AF Interim Agricultural Inflation Index records another six months of spiralling costs

AF’s latest and Interim Aginflation Index has revealed the cost of farming inputs has increased by another eye-watering 23.28% in just six months to the end of March 2022.

This increase comes on top of the almost 22% increase recorded in the annual Index recorded in the year to September 2021.

Four out of the nine categories of inputs saw double digit inflation with animal feed, fuel and fertiliser seeing greatest increases at 27%, 29.4% and 107.7% respectively.


All farming enterprises measured take a hit

The figures in the AF Interim Aginflation Index show that no farming enterprise has been able to avoid double digit inflation. Cereals and OSR production show the highest increases in costs at 28.05%, and sugar beet growing as the lowest but still at 18.97%.

The total food Retail Price Index has risen over the same six months period as the by an average of 5.6%, beginning to follow the sharp upward curve of Aginflation but not at a rate to supply prices to farmers that cover their increased costs. 

Digging into the figures for other trends

The only food group to show negative inflation is potatoes at -2.3%. The AF Interim Inflation Index shows costs to that category of farming enterprise have risen by 26.72% giving a combined total of 29.02%, recording greater effect on margins than cereals and OSR.

The dairy enterprise category has inflation reaching 21.32% in the last six months. However, the increased value from milk retail of 19% is closing the gap.

Use the tool for business planning

The AF Aginflation Index is a useful tool for farmers of a wide range of crops to review their expenditure and procurement partners.

AF Member Tony Bambridge of B & C Farming Limited says, “The real benefit of the AF Aginflation Index is its integrity and independence, meaning farmers and the wider food supply industry can rely on this independent data to illustrate the true cost of inflation. For every £100 you needed a year ago you now need £150 to just run your business in the same way. This really robust data that gives the Index is incredibly useful to us in our discussions with our customers. The critical thing is can we retain that margin that we need?”.
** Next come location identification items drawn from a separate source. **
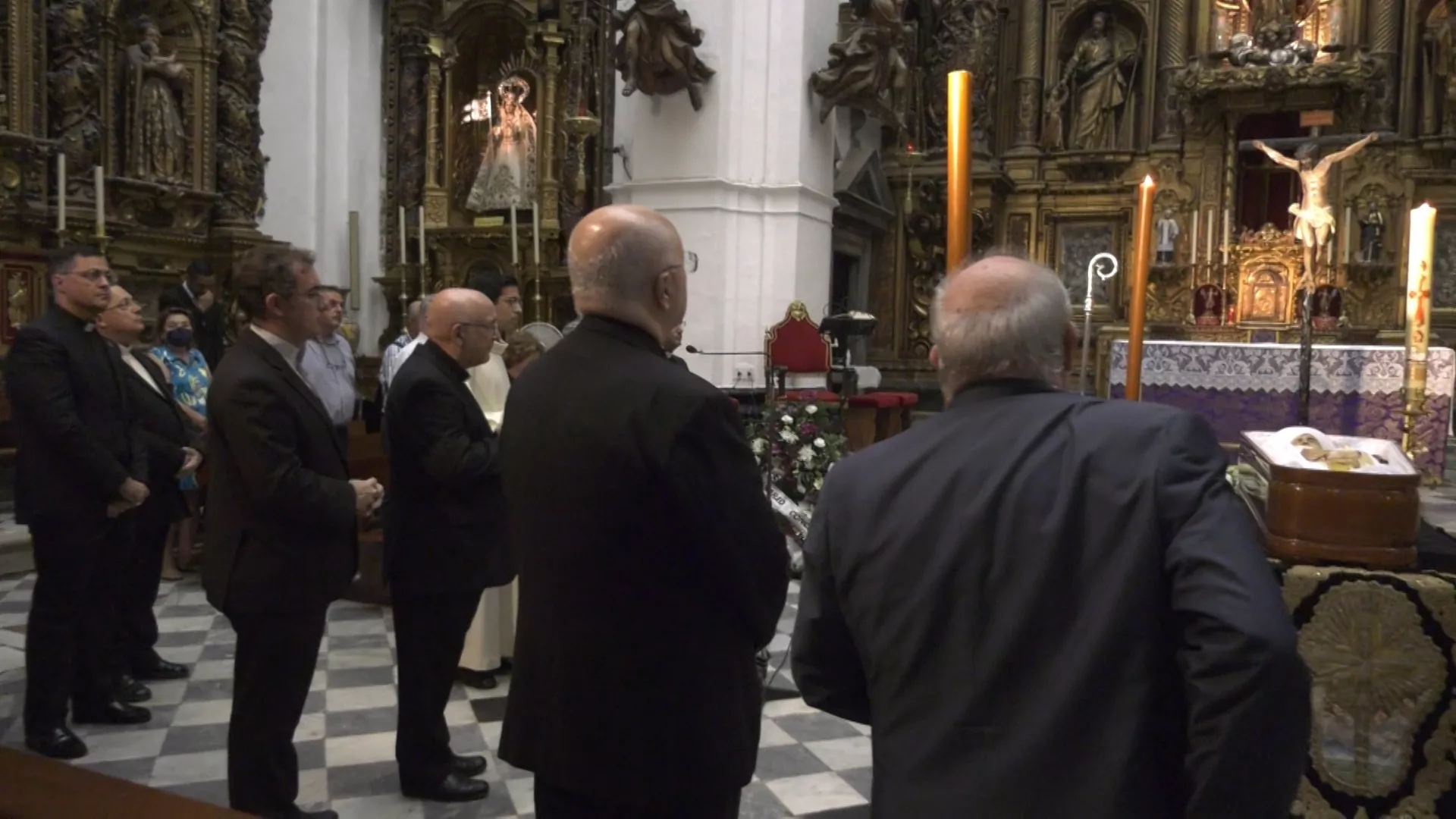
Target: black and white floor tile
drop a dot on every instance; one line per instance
(810, 764)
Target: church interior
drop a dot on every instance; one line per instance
(1231, 190)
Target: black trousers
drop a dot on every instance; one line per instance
(273, 670)
(428, 635)
(139, 580)
(558, 803)
(71, 642)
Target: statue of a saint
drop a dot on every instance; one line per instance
(1097, 80)
(1313, 219)
(158, 149)
(657, 52)
(867, 69)
(1166, 237)
(507, 175)
(1372, 235)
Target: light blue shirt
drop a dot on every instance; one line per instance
(328, 368)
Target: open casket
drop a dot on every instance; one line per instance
(1310, 513)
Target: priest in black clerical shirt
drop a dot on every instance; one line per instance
(444, 534)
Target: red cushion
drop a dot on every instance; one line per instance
(877, 400)
(811, 397)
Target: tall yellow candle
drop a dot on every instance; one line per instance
(959, 171)
(1138, 308)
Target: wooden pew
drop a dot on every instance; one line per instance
(36, 787)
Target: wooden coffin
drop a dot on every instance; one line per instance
(1332, 518)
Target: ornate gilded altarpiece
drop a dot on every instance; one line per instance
(497, 134)
(162, 96)
(1075, 101)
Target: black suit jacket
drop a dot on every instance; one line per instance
(1052, 605)
(446, 521)
(164, 430)
(207, 325)
(280, 510)
(77, 441)
(637, 510)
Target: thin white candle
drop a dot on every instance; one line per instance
(516, 249)
(1209, 246)
(1350, 228)
(101, 202)
(60, 193)
(1193, 242)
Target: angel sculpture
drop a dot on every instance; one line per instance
(507, 174)
(657, 52)
(867, 69)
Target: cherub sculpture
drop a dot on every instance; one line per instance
(867, 71)
(657, 52)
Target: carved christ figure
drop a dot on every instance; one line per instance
(1313, 219)
(156, 112)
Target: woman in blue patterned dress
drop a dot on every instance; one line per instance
(187, 369)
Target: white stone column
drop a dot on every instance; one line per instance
(324, 136)
(748, 180)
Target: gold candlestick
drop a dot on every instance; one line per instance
(1138, 309)
(1417, 318)
(959, 171)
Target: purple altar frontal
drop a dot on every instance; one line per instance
(1353, 391)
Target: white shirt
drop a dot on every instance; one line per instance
(490, 384)
(137, 368)
(284, 349)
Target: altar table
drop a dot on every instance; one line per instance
(1353, 391)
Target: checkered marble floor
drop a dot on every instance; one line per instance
(810, 764)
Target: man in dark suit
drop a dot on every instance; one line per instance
(1046, 604)
(635, 509)
(197, 295)
(80, 465)
(169, 458)
(281, 523)
(446, 535)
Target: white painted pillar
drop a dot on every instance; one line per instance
(324, 136)
(748, 180)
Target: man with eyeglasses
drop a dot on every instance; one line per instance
(492, 632)
(281, 522)
(328, 362)
(443, 537)
(171, 457)
(80, 465)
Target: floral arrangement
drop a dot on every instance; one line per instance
(797, 447)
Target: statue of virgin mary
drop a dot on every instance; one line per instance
(507, 175)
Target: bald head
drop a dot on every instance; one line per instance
(462, 322)
(626, 261)
(1001, 318)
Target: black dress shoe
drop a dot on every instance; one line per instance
(159, 670)
(131, 691)
(111, 714)
(466, 765)
(453, 789)
(57, 744)
(469, 678)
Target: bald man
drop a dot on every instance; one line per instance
(1046, 604)
(644, 534)
(443, 532)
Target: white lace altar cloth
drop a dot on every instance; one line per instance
(1274, 368)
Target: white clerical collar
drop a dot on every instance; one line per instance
(286, 349)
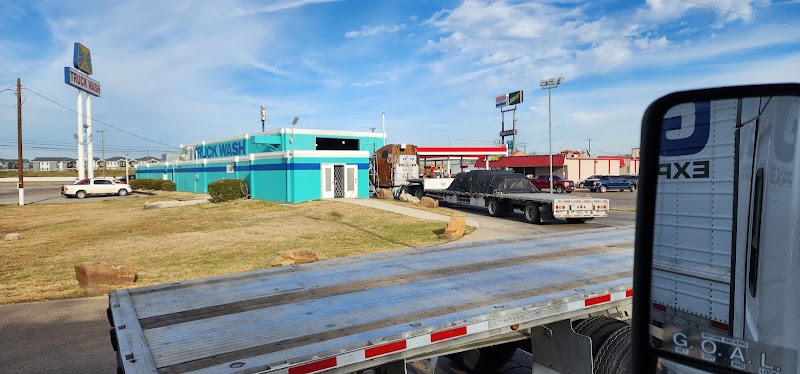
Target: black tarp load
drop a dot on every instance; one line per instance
(491, 182)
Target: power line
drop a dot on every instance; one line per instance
(741, 14)
(100, 122)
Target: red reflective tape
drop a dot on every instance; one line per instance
(314, 366)
(719, 325)
(447, 334)
(384, 349)
(659, 307)
(597, 300)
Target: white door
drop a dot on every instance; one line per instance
(327, 181)
(351, 181)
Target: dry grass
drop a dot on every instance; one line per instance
(440, 210)
(174, 244)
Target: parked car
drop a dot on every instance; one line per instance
(94, 186)
(606, 182)
(560, 185)
(585, 183)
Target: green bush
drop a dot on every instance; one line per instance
(227, 190)
(141, 184)
(166, 185)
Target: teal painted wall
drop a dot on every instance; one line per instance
(267, 179)
(275, 143)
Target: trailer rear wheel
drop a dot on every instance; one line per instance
(599, 329)
(485, 360)
(532, 213)
(496, 208)
(418, 191)
(615, 355)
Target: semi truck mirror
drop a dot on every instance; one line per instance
(717, 259)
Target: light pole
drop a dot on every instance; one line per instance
(549, 84)
(263, 117)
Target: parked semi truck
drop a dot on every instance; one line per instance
(395, 166)
(474, 302)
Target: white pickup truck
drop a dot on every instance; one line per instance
(94, 186)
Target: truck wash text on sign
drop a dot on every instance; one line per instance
(229, 149)
(76, 79)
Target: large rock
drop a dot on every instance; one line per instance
(14, 236)
(409, 198)
(98, 277)
(429, 202)
(385, 194)
(455, 228)
(293, 257)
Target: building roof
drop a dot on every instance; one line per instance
(46, 159)
(523, 161)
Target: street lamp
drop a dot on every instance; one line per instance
(263, 117)
(549, 84)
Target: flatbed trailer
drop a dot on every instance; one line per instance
(535, 207)
(380, 310)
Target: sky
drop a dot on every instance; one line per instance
(179, 72)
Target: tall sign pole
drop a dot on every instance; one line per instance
(20, 164)
(81, 130)
(78, 77)
(90, 143)
(502, 101)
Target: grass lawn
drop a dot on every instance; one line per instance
(168, 245)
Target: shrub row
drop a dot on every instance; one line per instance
(227, 190)
(152, 184)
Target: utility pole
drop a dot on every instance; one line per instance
(103, 150)
(20, 164)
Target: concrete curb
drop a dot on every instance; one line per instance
(411, 212)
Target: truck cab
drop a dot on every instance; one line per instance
(560, 185)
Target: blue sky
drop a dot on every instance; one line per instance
(185, 71)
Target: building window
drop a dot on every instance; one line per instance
(337, 144)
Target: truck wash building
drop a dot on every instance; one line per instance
(285, 165)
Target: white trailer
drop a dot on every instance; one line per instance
(535, 207)
(387, 309)
(726, 252)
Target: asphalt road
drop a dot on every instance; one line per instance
(45, 194)
(71, 336)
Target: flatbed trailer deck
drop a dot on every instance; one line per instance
(535, 207)
(356, 313)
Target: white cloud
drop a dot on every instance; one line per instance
(276, 7)
(374, 30)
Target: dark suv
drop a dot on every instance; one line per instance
(607, 182)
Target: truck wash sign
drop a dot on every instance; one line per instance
(229, 149)
(81, 81)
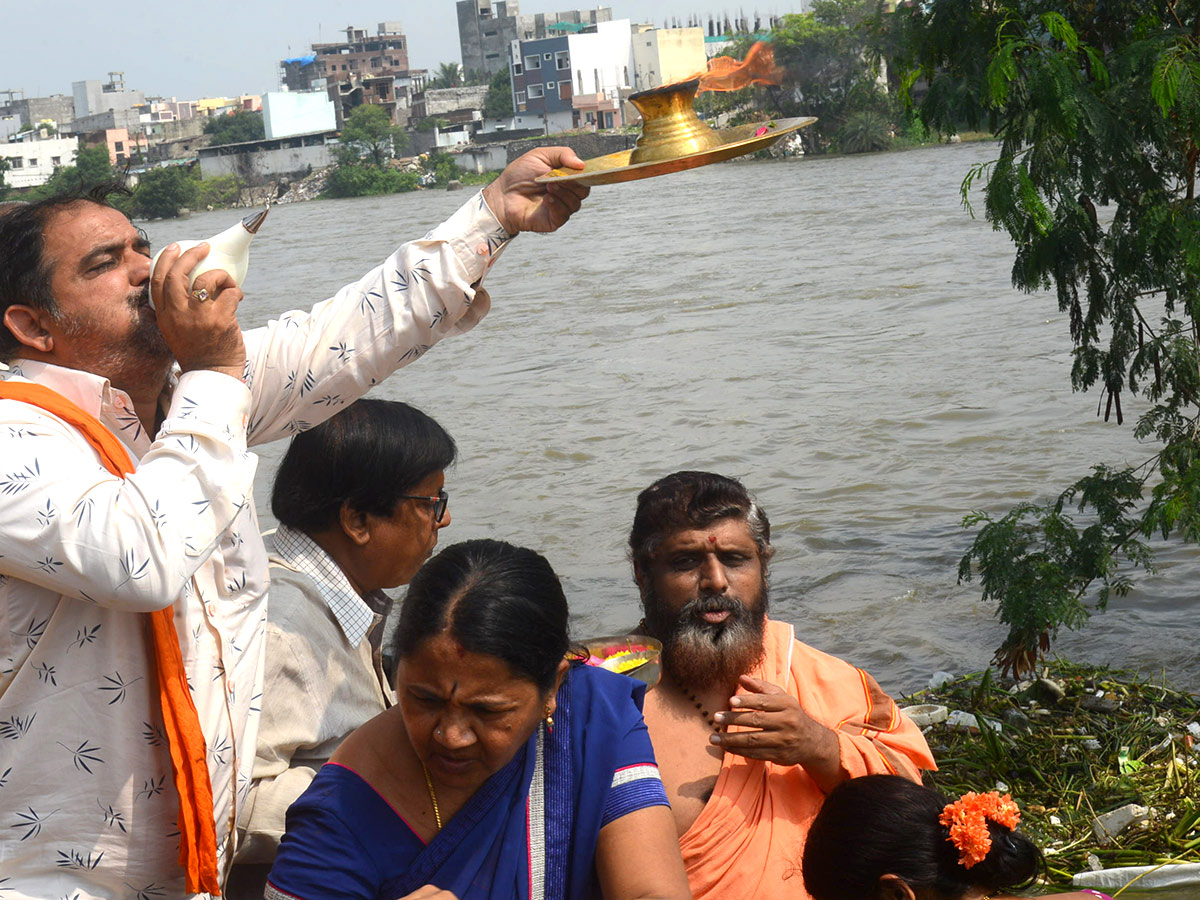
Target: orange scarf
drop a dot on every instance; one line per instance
(197, 831)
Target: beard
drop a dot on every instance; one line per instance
(700, 654)
(142, 355)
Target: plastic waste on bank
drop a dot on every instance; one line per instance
(228, 251)
(1149, 876)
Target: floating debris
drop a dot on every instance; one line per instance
(1110, 742)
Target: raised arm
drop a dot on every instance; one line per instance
(305, 366)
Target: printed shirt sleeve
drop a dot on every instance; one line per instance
(304, 366)
(636, 783)
(135, 543)
(291, 719)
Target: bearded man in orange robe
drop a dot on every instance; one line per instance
(750, 726)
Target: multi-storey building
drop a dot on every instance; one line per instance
(487, 29)
(33, 160)
(574, 81)
(95, 97)
(363, 69)
(364, 55)
(57, 108)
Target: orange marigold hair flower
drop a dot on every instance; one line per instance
(967, 820)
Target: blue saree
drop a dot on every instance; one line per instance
(529, 832)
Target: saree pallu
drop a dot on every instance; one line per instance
(528, 833)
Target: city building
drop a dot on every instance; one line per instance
(363, 69)
(363, 55)
(123, 144)
(33, 160)
(303, 73)
(575, 81)
(94, 97)
(487, 29)
(459, 111)
(666, 55)
(57, 108)
(9, 126)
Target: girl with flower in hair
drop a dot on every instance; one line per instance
(885, 838)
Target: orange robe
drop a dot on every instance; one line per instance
(748, 840)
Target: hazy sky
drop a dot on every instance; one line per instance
(222, 48)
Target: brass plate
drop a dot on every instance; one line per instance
(615, 168)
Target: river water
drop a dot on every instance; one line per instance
(838, 333)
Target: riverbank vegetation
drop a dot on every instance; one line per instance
(1098, 114)
(1071, 744)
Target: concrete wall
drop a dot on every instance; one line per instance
(442, 101)
(287, 113)
(586, 145)
(258, 165)
(129, 119)
(483, 159)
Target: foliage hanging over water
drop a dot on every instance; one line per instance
(1098, 111)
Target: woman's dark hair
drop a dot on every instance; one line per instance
(493, 599)
(366, 456)
(881, 825)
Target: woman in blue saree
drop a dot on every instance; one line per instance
(503, 772)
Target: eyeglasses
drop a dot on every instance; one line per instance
(439, 503)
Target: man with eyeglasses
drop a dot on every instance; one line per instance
(360, 501)
(132, 574)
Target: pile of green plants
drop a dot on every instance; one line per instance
(1072, 743)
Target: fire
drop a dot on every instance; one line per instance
(725, 73)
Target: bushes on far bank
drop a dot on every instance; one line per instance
(367, 180)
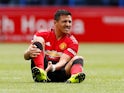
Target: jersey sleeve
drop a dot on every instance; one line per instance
(72, 47)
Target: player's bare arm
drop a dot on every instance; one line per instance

In Yorkshire, carrot and cereal growing AF Member Rodger Hobson comments that the value of the AF Interim Aginflation Index is useful because “it’s crystallising what we on the ground already knew is happening. And that we have to get the message out there so people understand the challenge we are facing”. It is also making him question the future of forward contracts. “What looked like a sensible deal that we signed in December (before the war in Ukraine and other challenges) does not look so good now. How can farming have forward pricing when things are so volatile?”.


Certainty of supply

Volatility is part of the problem over the period measured but so has availability. Head of AF Crop Inputs Matt Kealey says, “The turbulence in the fertiliser markets has been challenging but, through AF, Members have secured product despite early concerns regarding availability. The value to Members in core sectors like fertiliser and crop protection products is the AF procurement teams’ supplier networks and real time market intelligence.”


Driving deals to help keep costs to farmers down

Ever mindful of the inflationary pressures for farmers, AF exerts pressure on the supply chain to them. For example, according to Kristian Dunham AF Head of Livestock Inputs and General, this spring Members faced a price increase of 22% on the key lambing vaccine for ewes.  AF negotiated an exclusive postponement until June 2022 for sheep farmer Members on this business-critical vaccine.


Monitoring aginflation helps farming business

As ever, the latest Aginflation Index from AF is eagerly anticipated by many in the farming sector. We hear from Members how they use the facts in our report in their negotiations with buyers.

AF Chief Executive David Horton-Fawkes says, “The evidence in our latest Aginflation Index illustrates the crisis many farmers are facing, and the consequences will be felt by all of us in society. The causes are deeply rooted and go beyond the appalling events in Ukraine and the continued lockdowns in China.  Farmers are inherently resourceful, but cash flow now poses an existential threat to many businesses because some farmers simply won’t be able to afford to grow crops or raise livestock next year. Beyond the immediate crisis, the combination of war and post-pandemic disruption highlights the strategic imperative to secure more resilient supplies of essential farm inputs and energy and the need to develop more collaborative relationships with supermarkets and processors.  Sadly, the most acute pain will be felt by those who can least afford to bear it, but these numbers reveal that the whole supply chain web needs to reset to secure affordable food in the UK and beyond.” 



The AF Aginflation Index is a weighted average of over 130 items using data from the AF procurement teams which spend more than £250m a year to procure farm inputs on behalf of Members.

Each year, AF sources

  • 200,000 tonnes of fertiliser;
  • Over 14,000 tonnes of cereal and pulse seeds;
  • 105,000 tonnes of feed;
  • 90 million litres of fuel;
  • Over £2 million worth of tyres; and
  • Over £10 million worth of building materials.